As I contemplated updating my site this past summer, I reflected back on those notions and talked to a great number of my fellow designers and programmers on their opinions of building their own portfolio site, and I was surprised at how opinions had vastly shifted, even since the last portfolio site I built for myself back in 2010. Almost all had decided to make the jump to a readymade template site. The benefits were numerous - your content could be launched virtually overnight in a format that is modern, clean and streamlined. The daily maintenance of keeping up with the latest programming languages, backing up your information and keeping your site hacker-proof is taken care for you. The sites are optimized to work on any device and are already debugged. As someone who works a 9-to-5 job, does freelance on the side and still tries to get out an explore the fantastic city I live in, the concept of a template site was alluring.
This brought me to a larger question, with so many people turning to these templates, is it a good thing for creativity on the web? You can google this question and find page upon page of people decrying the end of the web and creativity as we know it for this very reason. While I agree with the sentiment of losing some of the structural personality of our websites to a kind of homogeny, I would like to put forward my theory that these template sites are actually a GOOD thing for us all, in the long run.
- They save us from some god awful sites.
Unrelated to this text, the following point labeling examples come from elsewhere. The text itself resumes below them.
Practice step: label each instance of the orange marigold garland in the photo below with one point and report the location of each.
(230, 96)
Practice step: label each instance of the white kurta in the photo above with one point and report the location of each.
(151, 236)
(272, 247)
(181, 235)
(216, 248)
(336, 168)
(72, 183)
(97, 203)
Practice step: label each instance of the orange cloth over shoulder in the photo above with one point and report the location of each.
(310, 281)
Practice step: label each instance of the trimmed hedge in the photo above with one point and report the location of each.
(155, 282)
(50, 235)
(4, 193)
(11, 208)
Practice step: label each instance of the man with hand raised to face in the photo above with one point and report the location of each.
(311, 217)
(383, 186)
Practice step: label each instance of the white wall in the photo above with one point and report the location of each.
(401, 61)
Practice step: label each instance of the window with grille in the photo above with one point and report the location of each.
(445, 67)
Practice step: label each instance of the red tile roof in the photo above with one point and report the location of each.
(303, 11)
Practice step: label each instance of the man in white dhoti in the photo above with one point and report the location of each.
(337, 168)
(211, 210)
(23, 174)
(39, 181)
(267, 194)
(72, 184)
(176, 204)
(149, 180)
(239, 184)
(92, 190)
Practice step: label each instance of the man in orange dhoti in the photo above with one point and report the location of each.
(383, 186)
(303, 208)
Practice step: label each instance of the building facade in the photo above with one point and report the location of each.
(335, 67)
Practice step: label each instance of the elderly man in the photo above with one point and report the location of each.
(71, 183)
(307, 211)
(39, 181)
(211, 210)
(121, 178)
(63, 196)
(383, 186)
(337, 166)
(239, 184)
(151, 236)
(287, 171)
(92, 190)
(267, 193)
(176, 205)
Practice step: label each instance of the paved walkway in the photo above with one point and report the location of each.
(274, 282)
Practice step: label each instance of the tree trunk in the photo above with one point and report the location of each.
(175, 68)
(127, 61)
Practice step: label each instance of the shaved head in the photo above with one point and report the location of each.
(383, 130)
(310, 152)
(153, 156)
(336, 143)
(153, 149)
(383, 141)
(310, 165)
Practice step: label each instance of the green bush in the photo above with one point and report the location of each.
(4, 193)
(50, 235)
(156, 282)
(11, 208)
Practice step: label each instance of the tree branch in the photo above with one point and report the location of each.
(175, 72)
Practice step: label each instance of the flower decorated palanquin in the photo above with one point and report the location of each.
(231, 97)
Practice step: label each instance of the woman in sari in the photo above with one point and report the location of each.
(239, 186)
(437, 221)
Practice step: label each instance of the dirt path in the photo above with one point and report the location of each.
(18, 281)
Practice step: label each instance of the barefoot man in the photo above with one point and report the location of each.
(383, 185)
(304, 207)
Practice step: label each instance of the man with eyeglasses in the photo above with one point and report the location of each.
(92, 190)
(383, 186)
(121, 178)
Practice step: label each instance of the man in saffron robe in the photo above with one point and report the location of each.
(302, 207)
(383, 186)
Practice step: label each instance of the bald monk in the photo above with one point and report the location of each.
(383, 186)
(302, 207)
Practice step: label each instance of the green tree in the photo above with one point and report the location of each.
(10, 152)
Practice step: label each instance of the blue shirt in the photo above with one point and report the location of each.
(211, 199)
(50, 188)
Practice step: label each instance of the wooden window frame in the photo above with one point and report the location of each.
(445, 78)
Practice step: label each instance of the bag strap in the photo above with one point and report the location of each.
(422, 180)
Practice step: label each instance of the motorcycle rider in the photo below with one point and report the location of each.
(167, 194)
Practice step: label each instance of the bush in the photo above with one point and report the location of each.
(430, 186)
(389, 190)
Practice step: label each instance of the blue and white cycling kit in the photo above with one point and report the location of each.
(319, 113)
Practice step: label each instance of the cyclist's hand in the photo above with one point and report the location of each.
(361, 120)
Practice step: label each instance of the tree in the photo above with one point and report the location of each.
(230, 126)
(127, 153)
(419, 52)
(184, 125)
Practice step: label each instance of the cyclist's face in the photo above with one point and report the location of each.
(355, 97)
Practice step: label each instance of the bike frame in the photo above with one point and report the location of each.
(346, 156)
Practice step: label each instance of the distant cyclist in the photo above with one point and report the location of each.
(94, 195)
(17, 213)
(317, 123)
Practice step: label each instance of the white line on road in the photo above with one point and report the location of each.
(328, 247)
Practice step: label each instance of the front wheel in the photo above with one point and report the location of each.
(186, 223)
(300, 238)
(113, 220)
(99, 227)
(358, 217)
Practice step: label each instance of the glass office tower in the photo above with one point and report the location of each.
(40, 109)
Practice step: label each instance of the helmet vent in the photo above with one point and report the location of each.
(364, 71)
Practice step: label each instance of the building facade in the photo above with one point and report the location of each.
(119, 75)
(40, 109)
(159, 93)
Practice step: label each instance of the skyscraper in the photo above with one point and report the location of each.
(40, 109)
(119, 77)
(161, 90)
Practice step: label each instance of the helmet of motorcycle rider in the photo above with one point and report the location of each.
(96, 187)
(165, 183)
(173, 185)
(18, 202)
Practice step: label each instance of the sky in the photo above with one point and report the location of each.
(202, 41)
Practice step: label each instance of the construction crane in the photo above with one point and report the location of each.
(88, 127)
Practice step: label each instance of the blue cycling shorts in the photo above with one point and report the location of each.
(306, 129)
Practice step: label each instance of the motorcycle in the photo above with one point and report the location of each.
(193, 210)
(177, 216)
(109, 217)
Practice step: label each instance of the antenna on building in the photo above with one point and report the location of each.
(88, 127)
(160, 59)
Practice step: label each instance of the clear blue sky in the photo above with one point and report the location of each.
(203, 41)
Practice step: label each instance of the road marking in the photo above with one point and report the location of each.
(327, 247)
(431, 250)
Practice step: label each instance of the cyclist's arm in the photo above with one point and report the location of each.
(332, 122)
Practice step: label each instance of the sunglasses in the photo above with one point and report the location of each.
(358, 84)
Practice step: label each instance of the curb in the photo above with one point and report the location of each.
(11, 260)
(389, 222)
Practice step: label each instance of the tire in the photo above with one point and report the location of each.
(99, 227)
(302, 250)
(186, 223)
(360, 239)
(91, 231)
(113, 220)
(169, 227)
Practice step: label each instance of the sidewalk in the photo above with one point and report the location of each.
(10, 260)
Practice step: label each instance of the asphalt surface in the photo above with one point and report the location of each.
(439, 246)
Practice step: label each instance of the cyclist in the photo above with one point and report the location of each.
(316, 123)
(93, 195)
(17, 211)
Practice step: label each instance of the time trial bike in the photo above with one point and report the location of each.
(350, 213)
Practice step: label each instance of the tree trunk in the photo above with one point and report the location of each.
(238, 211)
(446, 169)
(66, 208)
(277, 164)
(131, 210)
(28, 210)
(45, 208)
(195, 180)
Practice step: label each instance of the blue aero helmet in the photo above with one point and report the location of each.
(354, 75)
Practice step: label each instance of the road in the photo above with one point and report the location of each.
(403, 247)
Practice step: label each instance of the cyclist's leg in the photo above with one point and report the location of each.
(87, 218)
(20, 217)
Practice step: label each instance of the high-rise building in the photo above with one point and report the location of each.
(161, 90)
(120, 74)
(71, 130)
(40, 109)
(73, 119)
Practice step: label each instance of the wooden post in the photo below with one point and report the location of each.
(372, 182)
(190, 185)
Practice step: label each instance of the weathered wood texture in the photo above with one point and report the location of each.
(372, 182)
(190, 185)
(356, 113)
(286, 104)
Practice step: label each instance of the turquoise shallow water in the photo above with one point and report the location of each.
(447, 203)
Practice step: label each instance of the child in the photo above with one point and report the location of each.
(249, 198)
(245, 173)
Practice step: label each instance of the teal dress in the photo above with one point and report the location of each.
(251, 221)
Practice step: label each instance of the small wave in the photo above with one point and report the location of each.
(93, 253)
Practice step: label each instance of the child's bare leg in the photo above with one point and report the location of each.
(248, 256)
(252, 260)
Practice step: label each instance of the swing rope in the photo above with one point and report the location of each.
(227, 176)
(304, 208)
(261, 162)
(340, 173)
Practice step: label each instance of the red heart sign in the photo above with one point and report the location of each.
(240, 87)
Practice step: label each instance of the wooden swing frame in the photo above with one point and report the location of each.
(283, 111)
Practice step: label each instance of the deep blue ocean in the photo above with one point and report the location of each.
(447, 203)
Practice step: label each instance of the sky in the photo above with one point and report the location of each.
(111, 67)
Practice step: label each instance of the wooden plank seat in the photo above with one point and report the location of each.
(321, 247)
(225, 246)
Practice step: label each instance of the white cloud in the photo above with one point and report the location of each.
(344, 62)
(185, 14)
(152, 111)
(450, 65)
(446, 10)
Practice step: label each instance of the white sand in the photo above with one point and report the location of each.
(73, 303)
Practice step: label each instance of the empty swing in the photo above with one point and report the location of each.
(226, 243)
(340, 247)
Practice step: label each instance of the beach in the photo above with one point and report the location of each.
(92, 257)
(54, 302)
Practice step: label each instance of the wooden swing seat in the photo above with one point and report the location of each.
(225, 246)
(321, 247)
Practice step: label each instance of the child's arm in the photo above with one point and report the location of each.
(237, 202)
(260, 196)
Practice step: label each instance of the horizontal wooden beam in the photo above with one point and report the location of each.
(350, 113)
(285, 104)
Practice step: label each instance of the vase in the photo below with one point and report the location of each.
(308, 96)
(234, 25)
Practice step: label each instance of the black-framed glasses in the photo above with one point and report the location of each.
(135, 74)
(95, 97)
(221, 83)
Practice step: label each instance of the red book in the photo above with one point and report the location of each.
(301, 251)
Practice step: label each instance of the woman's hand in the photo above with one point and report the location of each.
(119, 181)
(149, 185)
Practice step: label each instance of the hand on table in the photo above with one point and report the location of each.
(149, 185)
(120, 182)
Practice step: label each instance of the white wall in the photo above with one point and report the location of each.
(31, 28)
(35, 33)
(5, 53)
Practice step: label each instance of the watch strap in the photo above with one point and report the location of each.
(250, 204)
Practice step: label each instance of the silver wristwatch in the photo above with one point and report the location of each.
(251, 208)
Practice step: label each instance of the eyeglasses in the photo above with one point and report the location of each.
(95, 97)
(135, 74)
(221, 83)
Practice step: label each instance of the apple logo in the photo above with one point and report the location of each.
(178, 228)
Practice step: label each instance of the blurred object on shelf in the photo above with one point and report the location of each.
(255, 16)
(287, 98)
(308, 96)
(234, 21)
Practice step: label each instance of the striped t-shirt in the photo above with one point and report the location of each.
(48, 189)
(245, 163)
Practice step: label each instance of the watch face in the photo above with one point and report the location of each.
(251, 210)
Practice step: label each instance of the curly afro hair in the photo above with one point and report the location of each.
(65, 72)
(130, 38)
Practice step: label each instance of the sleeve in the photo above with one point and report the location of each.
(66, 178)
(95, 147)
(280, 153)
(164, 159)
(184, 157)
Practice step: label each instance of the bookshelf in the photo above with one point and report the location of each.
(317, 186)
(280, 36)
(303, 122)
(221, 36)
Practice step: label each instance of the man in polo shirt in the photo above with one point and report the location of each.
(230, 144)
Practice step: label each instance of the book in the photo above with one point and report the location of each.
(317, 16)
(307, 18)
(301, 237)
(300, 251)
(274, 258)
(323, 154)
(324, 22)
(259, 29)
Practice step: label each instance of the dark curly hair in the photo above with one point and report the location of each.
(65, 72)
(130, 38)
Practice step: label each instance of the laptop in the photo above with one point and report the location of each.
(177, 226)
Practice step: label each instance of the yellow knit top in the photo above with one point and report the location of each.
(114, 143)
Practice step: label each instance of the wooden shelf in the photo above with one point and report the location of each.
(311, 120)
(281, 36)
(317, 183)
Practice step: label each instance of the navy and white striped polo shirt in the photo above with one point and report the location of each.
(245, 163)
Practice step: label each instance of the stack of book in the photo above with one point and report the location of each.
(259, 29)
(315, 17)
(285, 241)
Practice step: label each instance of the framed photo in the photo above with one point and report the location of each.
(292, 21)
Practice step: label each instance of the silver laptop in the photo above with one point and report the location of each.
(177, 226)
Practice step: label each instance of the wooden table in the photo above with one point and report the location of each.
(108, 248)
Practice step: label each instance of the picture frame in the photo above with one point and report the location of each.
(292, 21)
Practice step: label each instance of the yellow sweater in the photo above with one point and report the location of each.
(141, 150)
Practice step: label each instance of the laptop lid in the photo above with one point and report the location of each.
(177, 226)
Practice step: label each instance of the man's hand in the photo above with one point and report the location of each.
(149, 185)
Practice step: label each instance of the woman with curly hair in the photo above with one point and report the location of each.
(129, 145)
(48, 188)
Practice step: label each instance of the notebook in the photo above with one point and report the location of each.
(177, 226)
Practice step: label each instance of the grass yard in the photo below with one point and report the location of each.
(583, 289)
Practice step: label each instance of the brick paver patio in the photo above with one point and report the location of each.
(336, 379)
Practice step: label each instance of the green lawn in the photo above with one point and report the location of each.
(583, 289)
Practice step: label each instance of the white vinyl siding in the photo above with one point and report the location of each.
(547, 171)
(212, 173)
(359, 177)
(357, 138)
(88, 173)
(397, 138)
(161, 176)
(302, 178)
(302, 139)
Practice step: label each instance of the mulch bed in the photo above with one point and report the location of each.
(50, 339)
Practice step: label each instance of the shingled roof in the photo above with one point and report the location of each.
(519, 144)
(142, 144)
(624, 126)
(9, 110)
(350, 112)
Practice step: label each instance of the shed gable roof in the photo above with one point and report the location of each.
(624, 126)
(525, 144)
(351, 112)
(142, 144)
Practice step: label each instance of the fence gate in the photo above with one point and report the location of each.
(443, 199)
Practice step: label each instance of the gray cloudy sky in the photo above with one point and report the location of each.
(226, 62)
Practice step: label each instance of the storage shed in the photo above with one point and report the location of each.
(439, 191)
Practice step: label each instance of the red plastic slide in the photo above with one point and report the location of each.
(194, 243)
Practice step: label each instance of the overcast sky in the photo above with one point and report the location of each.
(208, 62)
How many times have we gone to a website that is still running a Flash splash screen, looks like it was coded in the early 2000s, with tiled background images and blue underlined links? Or maybe the designer just went crazy and designed a hard to use navigation? Or what about a business owner who has no experience designing a site, yet tries to anyway? With the availability of template sites, anyone has the potential to create a high end website that allows their content to shine, without falling victim to overindulgences, weak designs, poor programming or inexperience. The web looks better for it.
- Consistency. As someone who does hiring at my full-time job, I see a lot of designer portfolio sites come across my desk. A lot of them. And I don't have a lot of time. I've seen some honestly confusing ones, trying hard to be artful for artful's sake. Because of this, I appreciate a site that is straightforward and easy to navigate. I liken website consistency to book design. A VAST majority of books are designed the exact same way, a column of text on the left page, a column of text on the right. Turn the page and its the same thing again. This familiarity makes it easy to pick up any book and go with it, you don't have to relearn how to use each book that you come into contact with. The same could be said for the web. For a vast majority, we use the internet to seek out information and content. Making it easier to surf with sites that are familiar in structure but unique in content optimizes the best of both worlds.
- Putting the focus back on content. In most people's cases, they are going to your website for information. Its your content that they are seeking. Its your content that makes you stand out, that makes your site truly unique and memorable. Focusing on making your content as appealing as possible should be the #1 goal, supported by an easy to use framework. If that framework happens to be similar to another site, most people aren't going to complain. Like artful coffee table books, there will always be a time and place for out-of-the-box websites that push the boundaries of what a site should be and tell a story in a unique way. However, for many people (for example, a restauranteur starting out or a print designer who wants to simply get their work out there), a template puts a website within reach, where it might not have been available before.
I'm sure there are many out there that hold a very different opinion than mine presented here. Programmers that feel jobs are lost to these sites. Web designers who feel some of the web's personality is being destroyed, replaced with laziness. All in all, as the web continues to grow and more people get on board, you are only going to see more job opportunities created and more opportunities for creative storytelling, supplemented with better looking and better performing sites. I hardly see that as a bad thing.